Encode np.uin8 arrays to video using ffmpeg+CUDA

Question

I am trying to take advantage of the video encoding capabilities of my Nvidia GPU by using it, instead of CPUs, to save a stream of numpy arrays to an .mp4 or .avi file. With this I indend to:

release work from my CPUs, so they can do other stuff at the same time
potentially, speed up the encoding

In order to do that, I have created a sample repository that implements this functionality. The ffmpeg call that uses CUDA looks as follows:

ffmpeg -y -f rawvideo -pix_fmt rgb24 -vsync 0 -extra_hw_frames 2 -s 2000x2000 -r 45 -i - -an -c:v h264_nvenc output.mp4

As you see, ffmpeg receives data from standard input. This standard input is provided by the ffmpeg_gpu_benchmark.py script. However, even when running the CUDA flag -c:v h264_nvenc, I observe ffmpeg and python still take up a lot of CPU time. Why could that be?

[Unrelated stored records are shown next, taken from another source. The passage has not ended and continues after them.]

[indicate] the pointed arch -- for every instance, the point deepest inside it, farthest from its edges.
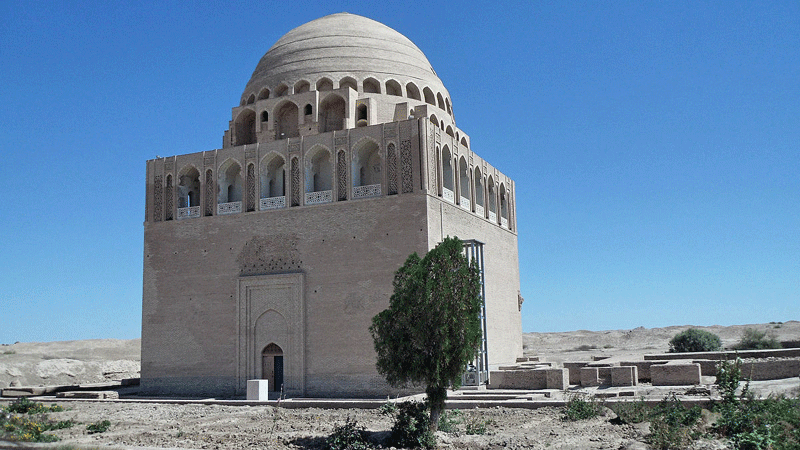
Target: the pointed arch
(273, 181)
(319, 173)
(349, 82)
(367, 168)
(372, 86)
(282, 90)
(429, 97)
(324, 84)
(188, 192)
(394, 88)
(286, 120)
(245, 127)
(491, 192)
(332, 113)
(168, 195)
(302, 86)
(479, 194)
(463, 183)
(447, 175)
(230, 187)
(503, 205)
(412, 91)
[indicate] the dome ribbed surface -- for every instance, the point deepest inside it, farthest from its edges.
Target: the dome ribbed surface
(341, 45)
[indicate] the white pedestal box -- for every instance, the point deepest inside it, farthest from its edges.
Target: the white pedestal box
(258, 390)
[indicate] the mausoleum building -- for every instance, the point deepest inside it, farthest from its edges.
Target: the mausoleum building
(268, 258)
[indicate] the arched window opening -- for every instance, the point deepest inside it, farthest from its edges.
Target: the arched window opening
(394, 88)
(287, 121)
(273, 187)
(209, 203)
(463, 186)
(447, 175)
(188, 193)
(324, 84)
(412, 91)
(349, 82)
(332, 114)
(479, 203)
(361, 116)
(168, 194)
(391, 169)
(372, 86)
(429, 97)
(341, 176)
(302, 86)
(272, 367)
(367, 171)
(318, 177)
(245, 128)
(229, 198)
(251, 188)
(492, 200)
(503, 206)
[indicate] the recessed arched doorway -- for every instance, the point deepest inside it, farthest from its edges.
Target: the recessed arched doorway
(272, 366)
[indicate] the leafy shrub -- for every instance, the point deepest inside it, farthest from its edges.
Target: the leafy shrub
(672, 424)
(753, 339)
(694, 340)
(412, 426)
(348, 437)
(631, 412)
(479, 426)
(98, 427)
(579, 409)
(449, 420)
(24, 420)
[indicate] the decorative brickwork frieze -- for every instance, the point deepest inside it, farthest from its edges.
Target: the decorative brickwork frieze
(406, 167)
(295, 182)
(209, 206)
(251, 187)
(168, 197)
(391, 169)
(341, 176)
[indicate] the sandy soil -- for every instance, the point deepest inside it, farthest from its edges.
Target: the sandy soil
(192, 426)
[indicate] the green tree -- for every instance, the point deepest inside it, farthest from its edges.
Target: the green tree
(694, 340)
(432, 328)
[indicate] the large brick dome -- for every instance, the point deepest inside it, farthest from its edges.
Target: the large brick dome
(342, 45)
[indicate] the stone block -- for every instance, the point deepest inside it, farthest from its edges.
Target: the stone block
(589, 376)
(258, 390)
(624, 376)
(108, 395)
(642, 367)
(518, 379)
(574, 368)
(677, 374)
(556, 378)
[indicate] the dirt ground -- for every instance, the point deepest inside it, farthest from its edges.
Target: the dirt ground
(195, 426)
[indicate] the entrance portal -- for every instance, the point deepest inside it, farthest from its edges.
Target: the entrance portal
(272, 366)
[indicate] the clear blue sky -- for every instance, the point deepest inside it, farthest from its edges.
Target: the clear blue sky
(655, 146)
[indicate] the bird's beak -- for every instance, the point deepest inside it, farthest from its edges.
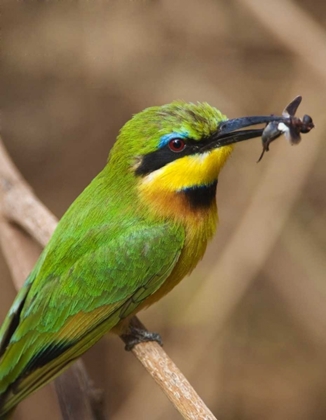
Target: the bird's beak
(230, 132)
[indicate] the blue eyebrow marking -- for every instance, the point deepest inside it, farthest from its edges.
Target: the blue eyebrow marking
(164, 140)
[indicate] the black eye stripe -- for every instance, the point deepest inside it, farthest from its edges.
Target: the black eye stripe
(161, 157)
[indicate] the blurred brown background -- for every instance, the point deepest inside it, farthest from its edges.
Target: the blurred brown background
(248, 327)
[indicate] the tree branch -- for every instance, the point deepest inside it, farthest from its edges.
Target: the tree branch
(18, 204)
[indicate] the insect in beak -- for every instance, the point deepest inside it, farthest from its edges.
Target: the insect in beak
(291, 127)
(230, 132)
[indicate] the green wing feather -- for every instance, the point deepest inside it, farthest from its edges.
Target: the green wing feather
(61, 316)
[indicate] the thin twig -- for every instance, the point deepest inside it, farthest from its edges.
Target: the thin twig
(18, 204)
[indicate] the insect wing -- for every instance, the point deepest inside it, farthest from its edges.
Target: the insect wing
(291, 109)
(292, 135)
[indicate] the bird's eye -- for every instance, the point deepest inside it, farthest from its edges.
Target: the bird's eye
(177, 145)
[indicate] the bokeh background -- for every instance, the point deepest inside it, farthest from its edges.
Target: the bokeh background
(248, 327)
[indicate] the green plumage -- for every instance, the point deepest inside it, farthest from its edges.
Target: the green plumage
(108, 254)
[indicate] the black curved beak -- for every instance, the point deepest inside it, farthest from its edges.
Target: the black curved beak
(230, 132)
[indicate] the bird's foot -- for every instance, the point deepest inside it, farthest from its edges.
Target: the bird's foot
(138, 334)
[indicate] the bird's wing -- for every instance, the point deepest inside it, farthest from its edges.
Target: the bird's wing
(64, 317)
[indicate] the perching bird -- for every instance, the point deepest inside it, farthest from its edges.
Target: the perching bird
(138, 229)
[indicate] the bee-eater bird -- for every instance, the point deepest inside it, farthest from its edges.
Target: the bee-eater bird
(138, 229)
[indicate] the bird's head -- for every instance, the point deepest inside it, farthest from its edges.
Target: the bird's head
(176, 151)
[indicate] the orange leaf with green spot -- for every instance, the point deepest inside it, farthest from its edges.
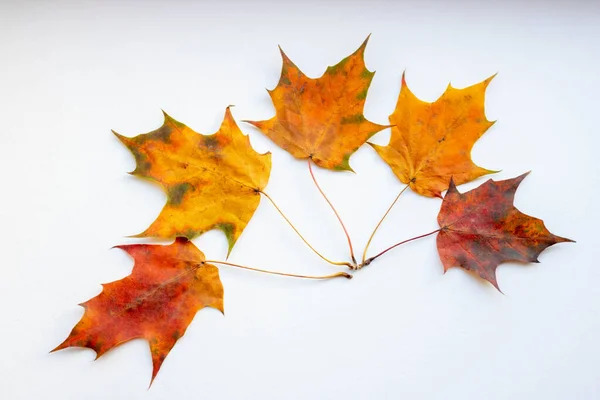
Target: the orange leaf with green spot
(481, 229)
(211, 181)
(322, 118)
(157, 302)
(432, 142)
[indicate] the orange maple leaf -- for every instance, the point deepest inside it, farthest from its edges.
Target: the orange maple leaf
(432, 142)
(211, 181)
(157, 302)
(322, 119)
(481, 229)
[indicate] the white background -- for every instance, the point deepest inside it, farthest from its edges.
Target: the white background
(401, 329)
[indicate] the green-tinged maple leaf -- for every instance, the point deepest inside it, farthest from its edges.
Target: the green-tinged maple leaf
(322, 119)
(211, 181)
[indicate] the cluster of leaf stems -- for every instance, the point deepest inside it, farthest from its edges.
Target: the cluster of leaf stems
(353, 265)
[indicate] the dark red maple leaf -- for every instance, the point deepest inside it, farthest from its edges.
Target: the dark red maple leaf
(481, 229)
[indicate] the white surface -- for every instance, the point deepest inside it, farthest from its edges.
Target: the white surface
(401, 329)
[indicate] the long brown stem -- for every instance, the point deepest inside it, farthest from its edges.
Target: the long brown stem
(380, 221)
(302, 237)
(334, 211)
(370, 259)
(337, 274)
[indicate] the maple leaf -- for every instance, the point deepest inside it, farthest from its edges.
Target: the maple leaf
(211, 181)
(322, 119)
(481, 229)
(157, 302)
(431, 142)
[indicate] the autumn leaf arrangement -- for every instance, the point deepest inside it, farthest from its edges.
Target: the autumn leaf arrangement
(217, 182)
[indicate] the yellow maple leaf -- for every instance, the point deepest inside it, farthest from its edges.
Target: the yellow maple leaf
(432, 142)
(211, 181)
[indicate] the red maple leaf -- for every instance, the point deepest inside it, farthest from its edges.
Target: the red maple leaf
(481, 229)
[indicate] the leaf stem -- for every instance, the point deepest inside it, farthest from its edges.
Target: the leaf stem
(380, 221)
(302, 237)
(371, 259)
(337, 274)
(334, 211)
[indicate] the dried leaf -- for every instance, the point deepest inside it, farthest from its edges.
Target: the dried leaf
(322, 119)
(211, 181)
(432, 142)
(481, 229)
(157, 302)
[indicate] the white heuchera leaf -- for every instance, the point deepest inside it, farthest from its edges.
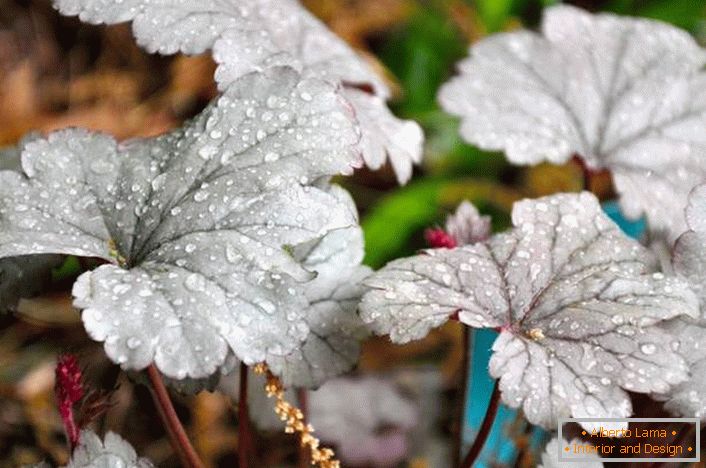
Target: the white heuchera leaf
(112, 452)
(333, 345)
(689, 398)
(624, 94)
(253, 35)
(574, 298)
(467, 226)
(28, 275)
(195, 225)
(550, 457)
(384, 135)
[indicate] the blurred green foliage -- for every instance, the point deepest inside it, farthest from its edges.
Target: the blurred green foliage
(421, 54)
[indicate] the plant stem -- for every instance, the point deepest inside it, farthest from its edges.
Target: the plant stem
(177, 435)
(243, 419)
(303, 455)
(484, 428)
(461, 397)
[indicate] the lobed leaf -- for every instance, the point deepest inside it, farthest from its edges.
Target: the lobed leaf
(113, 451)
(689, 261)
(575, 300)
(197, 226)
(254, 35)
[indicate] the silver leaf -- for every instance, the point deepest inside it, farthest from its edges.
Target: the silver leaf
(575, 300)
(197, 226)
(624, 94)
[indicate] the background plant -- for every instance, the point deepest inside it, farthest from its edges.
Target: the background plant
(452, 171)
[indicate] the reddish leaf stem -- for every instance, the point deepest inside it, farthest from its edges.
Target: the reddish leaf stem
(485, 427)
(177, 435)
(244, 435)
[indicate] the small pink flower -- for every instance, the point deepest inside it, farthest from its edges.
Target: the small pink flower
(438, 238)
(69, 390)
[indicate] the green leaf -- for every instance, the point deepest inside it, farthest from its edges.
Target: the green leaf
(394, 225)
(421, 55)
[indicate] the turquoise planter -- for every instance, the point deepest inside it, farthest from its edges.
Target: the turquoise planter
(500, 448)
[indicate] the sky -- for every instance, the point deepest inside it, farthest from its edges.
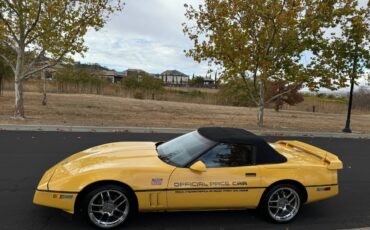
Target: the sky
(146, 35)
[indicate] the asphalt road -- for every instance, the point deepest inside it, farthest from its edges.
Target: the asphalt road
(24, 156)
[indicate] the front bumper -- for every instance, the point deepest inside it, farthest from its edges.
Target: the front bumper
(61, 200)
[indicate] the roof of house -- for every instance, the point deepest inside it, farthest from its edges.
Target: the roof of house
(174, 73)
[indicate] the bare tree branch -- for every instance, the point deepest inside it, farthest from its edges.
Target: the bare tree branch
(9, 27)
(281, 94)
(30, 66)
(11, 6)
(251, 96)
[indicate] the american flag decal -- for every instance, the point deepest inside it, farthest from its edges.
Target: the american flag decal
(157, 181)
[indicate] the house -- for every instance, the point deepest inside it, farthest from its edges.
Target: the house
(112, 75)
(173, 78)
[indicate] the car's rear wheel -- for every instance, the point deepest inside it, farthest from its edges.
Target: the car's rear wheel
(282, 203)
(108, 206)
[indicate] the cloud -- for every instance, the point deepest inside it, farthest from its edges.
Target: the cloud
(146, 35)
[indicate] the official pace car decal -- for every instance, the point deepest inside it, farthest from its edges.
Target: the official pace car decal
(209, 184)
(157, 181)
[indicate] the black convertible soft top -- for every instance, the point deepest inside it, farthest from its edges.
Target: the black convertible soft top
(265, 154)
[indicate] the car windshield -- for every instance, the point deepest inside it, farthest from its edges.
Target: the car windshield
(183, 149)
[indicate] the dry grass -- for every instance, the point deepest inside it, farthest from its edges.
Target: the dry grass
(93, 110)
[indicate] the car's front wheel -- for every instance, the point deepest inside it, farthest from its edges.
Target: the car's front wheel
(282, 203)
(108, 206)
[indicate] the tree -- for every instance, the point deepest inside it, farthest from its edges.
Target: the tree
(345, 54)
(197, 81)
(258, 40)
(5, 73)
(52, 28)
(293, 96)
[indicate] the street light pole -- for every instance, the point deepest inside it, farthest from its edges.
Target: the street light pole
(347, 129)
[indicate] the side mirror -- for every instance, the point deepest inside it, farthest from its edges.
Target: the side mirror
(198, 166)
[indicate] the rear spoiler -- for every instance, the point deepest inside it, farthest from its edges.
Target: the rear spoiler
(330, 159)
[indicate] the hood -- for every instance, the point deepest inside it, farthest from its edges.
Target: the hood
(112, 155)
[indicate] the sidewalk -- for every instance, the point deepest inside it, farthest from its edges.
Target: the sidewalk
(57, 128)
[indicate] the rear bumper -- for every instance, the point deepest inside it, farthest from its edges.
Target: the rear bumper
(316, 193)
(61, 200)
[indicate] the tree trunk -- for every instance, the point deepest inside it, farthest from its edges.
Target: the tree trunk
(19, 109)
(44, 96)
(1, 85)
(261, 105)
(18, 87)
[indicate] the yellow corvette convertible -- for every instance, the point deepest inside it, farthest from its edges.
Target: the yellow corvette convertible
(207, 169)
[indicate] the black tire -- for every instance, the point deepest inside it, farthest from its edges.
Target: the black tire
(108, 206)
(284, 211)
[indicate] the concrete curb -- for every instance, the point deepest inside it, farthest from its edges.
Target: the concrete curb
(56, 128)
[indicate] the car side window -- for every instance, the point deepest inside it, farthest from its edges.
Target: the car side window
(229, 155)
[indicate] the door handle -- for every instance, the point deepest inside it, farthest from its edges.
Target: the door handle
(251, 174)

For the sake of completeness, here is the relevant code

def run_v2(camera, proc, args, pb, data=None):
    try:
        if data is None:
            frame = read_frame(camera=camera, color=args.color, height=args.height, width=args.width)
            data = frame
        
        write_to_ffmpeg(proc, data)
        if pb: pb.update(1)
        if  args.preview:
            cv2.imshow("frame", cv2.resize(frame, (300, 300)))  
            if cv2.waitKey(1) == ord("q"):
                raise QuitException
        return 0
    except (KeyboardInterrupt, QuitException):
        stop_camera(camera)
        return 1

where proc is a subprocess.Popen is created like so

proc = subprocess.Popen(
        cmd,
        stdin=subprocess.PIPE,
        stdout=subprocess.PIPE,
        shell=False
    )

and write_to_ffmpeg is just running this

# data is an np.array with dtype np.uint8
proc.stdin.write(data)

This is True even when I set frame to be a constant random frame created with np.random.randint when the program starts. So it's not latency due to frame acquiring.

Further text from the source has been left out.